The aim is to demonstrate high-quality standards among conveyancers and improve lender and consumer confidence in the integrity of services provided by the profession.
Firms qualifying for the scheme will need to comply with higher standards covering the competence and probity of staff, the financial standing of the firm, supervision of staff and administrative processes.
Lenders will continue to control membership of the individual panels.
In its latest issue of News & Views, the CML says if the new scheme is seen as robust by lenders, many are likely to require CQS accreditation as a minimum condition for panel membership.
But it says: “We are continuing to emphasise that The Law Society needs to ensure that the scheme has sufficient resources and rigour to ensure it is credible to lenders.
“It is not simply a matter of ensuring records are up-to-date, but also of acting to prevent entry to the CQS to uphold standards and to ensure removal of accreditation when problems are identified in future.”
Also underway is a review by the Solicitors Regulation Authority on professional indemnity insurance.
The SRA is reviewing arrangements for professional indemnity insurance and compensation should a solicitor stop practising as a result of negligence or fraud.
Although the review is still in its early stages, there have been indications that the regulatory minimum standards may be changed and potentially will not include cover for lenders as commercial clients.
That would leave solicitors free to choose whether or not to take out separate PII covering potential losses by lenders.
The CML says: “In reality, we would expect lenders to require effective professional indemnity insurance if they are to keep a conveyancing firm on their panel.
“Lenders will therefore demand greater transparency about firms’ insurance arrangements and will be more active in supervising and monitoring their activity to ensure professional indemnity insurance will be sufficient to cover lenders’ risks.”

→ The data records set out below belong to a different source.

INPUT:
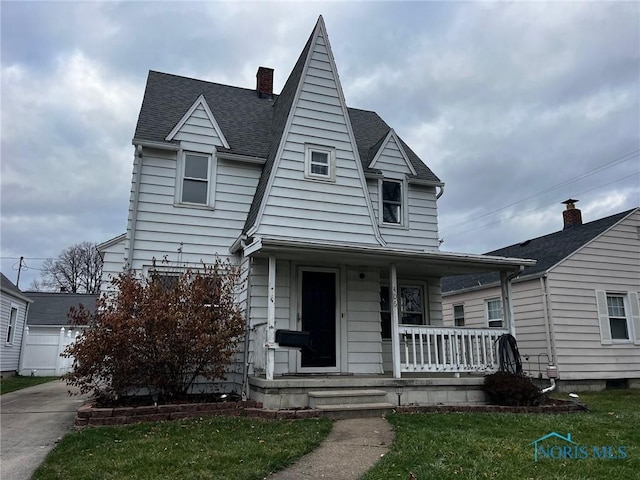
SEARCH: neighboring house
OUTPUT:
[442,200,640,389]
[99,17,533,407]
[0,273,32,376]
[19,292,98,377]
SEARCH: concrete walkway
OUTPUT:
[0,380,87,480]
[267,417,393,480]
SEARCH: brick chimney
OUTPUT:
[256,67,273,98]
[562,198,582,230]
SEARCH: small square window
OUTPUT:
[182,153,209,205]
[304,145,335,181]
[485,298,502,328]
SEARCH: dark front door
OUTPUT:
[301,270,336,367]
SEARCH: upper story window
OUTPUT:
[380,285,426,338]
[5,305,18,345]
[607,294,630,340]
[485,298,503,328]
[380,180,404,225]
[304,145,336,182]
[453,305,464,327]
[176,152,215,207]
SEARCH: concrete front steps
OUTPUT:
[308,390,393,418]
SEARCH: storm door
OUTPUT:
[300,270,337,368]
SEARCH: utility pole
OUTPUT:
[16,257,24,288]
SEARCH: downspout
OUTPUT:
[127,145,142,270]
[242,251,253,400]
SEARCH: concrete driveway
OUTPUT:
[0,380,87,480]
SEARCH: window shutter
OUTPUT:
[629,292,640,345]
[596,290,611,345]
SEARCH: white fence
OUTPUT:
[19,327,80,377]
[399,326,508,373]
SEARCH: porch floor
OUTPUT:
[249,373,485,409]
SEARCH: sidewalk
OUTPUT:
[0,380,87,480]
[267,417,393,480]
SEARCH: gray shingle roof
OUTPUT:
[0,273,29,300]
[27,292,98,326]
[134,21,441,236]
[442,208,636,293]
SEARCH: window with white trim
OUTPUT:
[380,180,404,225]
[453,304,464,327]
[304,145,336,182]
[485,298,502,328]
[380,285,426,339]
[607,294,631,340]
[176,152,215,207]
[5,305,18,345]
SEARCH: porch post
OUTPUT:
[266,255,276,380]
[500,272,516,337]
[389,264,402,378]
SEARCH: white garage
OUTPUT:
[19,292,98,377]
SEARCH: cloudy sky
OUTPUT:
[0,1,640,290]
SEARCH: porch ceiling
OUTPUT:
[244,237,536,277]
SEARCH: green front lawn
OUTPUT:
[0,375,58,395]
[363,390,640,480]
[33,417,331,480]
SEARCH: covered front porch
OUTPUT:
[244,238,533,408]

The SRA is planning to publish a paper in December, with a three-month consultation exercise. This has the potential to restructure conveyancing arrangements in England and Wales.

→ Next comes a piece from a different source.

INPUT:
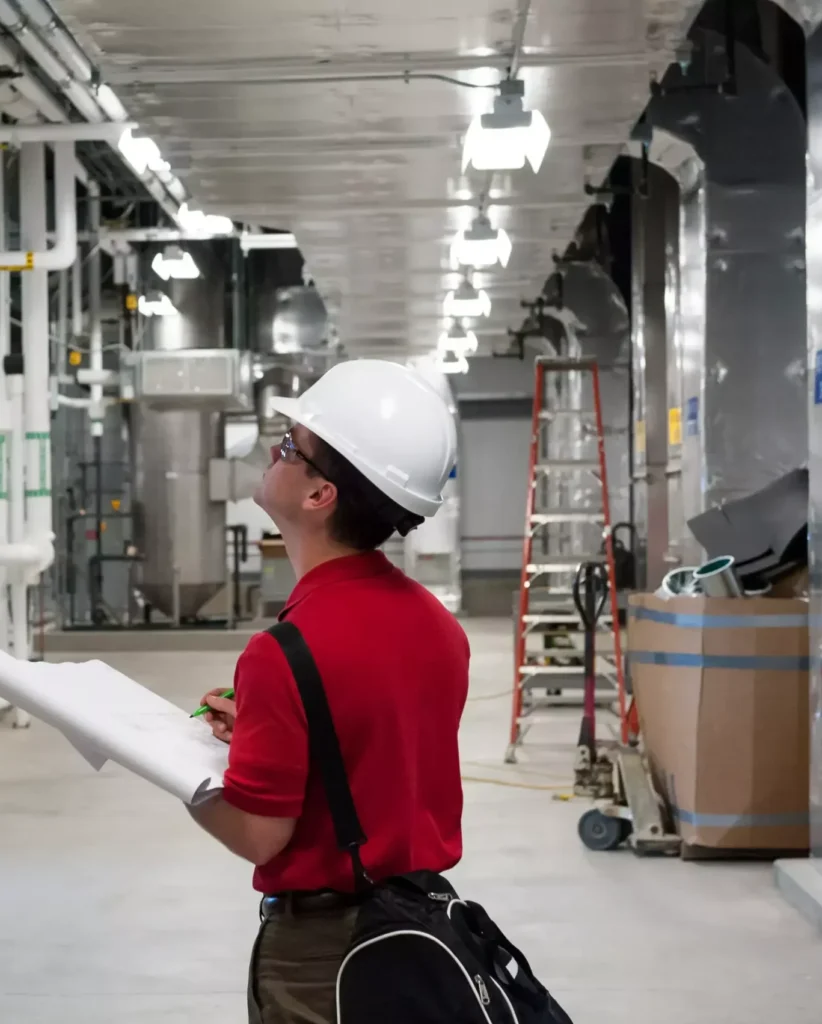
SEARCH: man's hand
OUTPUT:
[200,686,236,743]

The trade body says the responsibilities of solicitors for holding, releasing and transferring funds leaves lenders exposed to the risk of fraud by unscrupulous practitioners who collect the mortgage monies but do not pass them on.
In says: “Introducing an alternative method of transferring funds between banks could reduce exposure to this risk and safeguard firms from losses. But it would require fundamental changes to the conveyancing process. We are investigating the possibility for greater use of electronic transfers between financial institutions.”